Commercially, plant sterols are currently contained in bars (Logicol-Australia, Benecol-UK), vegetable oils (Ekona-Japan; NutraLease Canola Active-Israel), orange juice (Minute Maid Heart Wise containing Cargill CoroWise plant sterols) [45], mayonnaises (Logicol-Australia), milk (Benecol-UK, Logicol-Australia, SereCol-Argentenia), yogurt (Logicol-Australia; Benecol-UK), yogurt drinks (Benecol), soy milk (Pacific Foods), meat and soups (Raisio-Finland), and green teas (Chol zero, Korea). Plant sterols are also being sold or developed mixed with other functional ingredients such as: fiber (Unilever Fruit D'or-France); healthy oils (Benecol Olive Spread-UK); non-absorbable diacylglycerol (Kao-ADM Econa Healthy Cooking Oil; Enzymotec MultOil Platform, ArteriCare products, Israel); almonds, soy protein and viscous fibers [86]; and minerals [87-89]. There is also interest to combine plant sterols with antioxidants, such as flavonoids, quercetins, and catechin; and a spice mixture developed by Selako, and marketed as Flavomare in Scandanavia. It is only a matter of time before ingredients such as conjugated linoleic acid (CLA) are mixed with plant sterols in various vehicles (e.g., Clarinol's CLA has received GRAS status for addition to milks, yogurts, bars, etc.).

Various manufacturers also sell plant sterols in supplement form, and there is interest to develop plant sterols as drugs (e.g., Forbes' FM-VP4 drug candidate).
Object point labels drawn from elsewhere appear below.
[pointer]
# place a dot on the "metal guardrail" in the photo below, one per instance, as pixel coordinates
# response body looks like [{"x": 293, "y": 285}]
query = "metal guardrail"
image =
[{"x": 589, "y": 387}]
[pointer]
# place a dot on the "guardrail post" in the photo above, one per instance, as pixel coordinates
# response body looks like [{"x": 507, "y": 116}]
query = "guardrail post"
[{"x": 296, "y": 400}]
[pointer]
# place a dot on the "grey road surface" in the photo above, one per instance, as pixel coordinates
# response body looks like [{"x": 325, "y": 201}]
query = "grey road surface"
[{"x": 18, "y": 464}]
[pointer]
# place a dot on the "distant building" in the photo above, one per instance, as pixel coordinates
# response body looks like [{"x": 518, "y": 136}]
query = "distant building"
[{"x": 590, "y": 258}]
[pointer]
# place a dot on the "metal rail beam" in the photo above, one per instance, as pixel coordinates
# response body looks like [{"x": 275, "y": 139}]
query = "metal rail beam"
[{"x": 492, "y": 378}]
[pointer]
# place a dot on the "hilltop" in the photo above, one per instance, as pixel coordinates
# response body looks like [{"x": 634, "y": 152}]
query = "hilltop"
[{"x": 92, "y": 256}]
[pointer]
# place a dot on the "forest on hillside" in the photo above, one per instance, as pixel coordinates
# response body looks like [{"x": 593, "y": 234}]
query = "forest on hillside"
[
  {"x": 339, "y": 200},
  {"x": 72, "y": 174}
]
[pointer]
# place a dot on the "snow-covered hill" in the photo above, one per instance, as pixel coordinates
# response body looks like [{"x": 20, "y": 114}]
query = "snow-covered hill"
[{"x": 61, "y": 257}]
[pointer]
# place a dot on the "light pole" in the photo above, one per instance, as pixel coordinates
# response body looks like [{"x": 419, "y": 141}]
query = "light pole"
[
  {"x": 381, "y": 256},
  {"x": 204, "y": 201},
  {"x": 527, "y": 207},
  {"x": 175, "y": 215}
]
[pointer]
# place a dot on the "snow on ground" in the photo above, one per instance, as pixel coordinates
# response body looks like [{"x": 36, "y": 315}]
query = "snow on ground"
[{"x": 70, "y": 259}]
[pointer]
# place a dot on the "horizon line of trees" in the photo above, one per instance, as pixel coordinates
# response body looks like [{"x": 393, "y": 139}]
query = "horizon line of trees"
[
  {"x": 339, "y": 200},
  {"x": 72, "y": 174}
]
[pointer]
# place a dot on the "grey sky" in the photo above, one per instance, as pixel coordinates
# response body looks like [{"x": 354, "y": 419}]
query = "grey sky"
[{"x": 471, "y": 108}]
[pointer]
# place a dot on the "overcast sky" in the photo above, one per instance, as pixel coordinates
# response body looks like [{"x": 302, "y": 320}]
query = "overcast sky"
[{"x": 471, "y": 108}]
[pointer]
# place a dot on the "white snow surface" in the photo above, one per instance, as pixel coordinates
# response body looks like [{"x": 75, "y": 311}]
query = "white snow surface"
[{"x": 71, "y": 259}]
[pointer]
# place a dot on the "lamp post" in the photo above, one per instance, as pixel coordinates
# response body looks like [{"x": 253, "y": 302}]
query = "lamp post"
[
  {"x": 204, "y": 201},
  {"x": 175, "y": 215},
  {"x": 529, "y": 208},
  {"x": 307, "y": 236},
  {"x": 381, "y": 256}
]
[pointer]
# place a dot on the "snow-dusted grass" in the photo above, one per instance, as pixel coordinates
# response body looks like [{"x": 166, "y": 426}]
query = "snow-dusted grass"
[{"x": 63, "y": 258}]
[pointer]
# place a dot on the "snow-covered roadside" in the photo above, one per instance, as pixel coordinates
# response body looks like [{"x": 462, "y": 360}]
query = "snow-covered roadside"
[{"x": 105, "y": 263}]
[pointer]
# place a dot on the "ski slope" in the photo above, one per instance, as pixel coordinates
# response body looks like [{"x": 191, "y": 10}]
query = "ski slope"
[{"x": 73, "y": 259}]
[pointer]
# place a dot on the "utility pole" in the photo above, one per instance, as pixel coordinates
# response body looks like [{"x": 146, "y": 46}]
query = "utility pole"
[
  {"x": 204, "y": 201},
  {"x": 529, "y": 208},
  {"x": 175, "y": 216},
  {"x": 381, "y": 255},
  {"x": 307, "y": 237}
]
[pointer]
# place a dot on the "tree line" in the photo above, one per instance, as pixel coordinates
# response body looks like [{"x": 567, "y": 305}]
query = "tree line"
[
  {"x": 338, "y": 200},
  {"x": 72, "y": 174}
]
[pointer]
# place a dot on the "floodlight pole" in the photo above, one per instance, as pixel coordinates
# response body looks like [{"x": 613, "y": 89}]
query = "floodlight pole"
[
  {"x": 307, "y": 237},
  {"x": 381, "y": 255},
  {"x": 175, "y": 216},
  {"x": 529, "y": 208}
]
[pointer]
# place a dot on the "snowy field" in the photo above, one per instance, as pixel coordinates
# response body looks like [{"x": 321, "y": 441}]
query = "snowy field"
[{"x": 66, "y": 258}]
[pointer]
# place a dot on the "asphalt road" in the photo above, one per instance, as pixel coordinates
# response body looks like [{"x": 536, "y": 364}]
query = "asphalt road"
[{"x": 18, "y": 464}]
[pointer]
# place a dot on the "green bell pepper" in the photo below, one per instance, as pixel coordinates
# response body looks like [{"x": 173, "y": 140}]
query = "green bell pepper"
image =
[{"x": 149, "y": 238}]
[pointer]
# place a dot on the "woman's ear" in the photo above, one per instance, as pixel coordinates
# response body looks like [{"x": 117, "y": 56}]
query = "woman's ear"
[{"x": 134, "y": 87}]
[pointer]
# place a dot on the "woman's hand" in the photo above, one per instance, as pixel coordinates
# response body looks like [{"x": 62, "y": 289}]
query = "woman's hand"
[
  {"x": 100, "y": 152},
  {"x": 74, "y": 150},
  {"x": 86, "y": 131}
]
Plant sterols may also be combined with other drugs that lower cholesterol through different mechanisms of action, including statins and ezetimibe [90,91]. Recent evidence suggests that patients who had previous actue coronary syndrome benefited from aggressive LDL lowering with statins to levels subtstantially below current target levels [92,93]. This finding provides enthusiasm for developing novel plant sterol-drug and drug-drug combined strategies to aggressively lower LDL cholesterol in some populations. Despite evidence that plant sterols can effectively reduce LDL cholesterol and inhibit cholesterol absorption in vehicles other than spread type vehicles, regulatory agencies have been slow to accept plant sterols in foods other than spreads in some countries such as the USA [94] and Australia [95]. Rigorous efforts underway by food companies and other highly respected organizations to allow claims for plant sterols in foods other than spreads.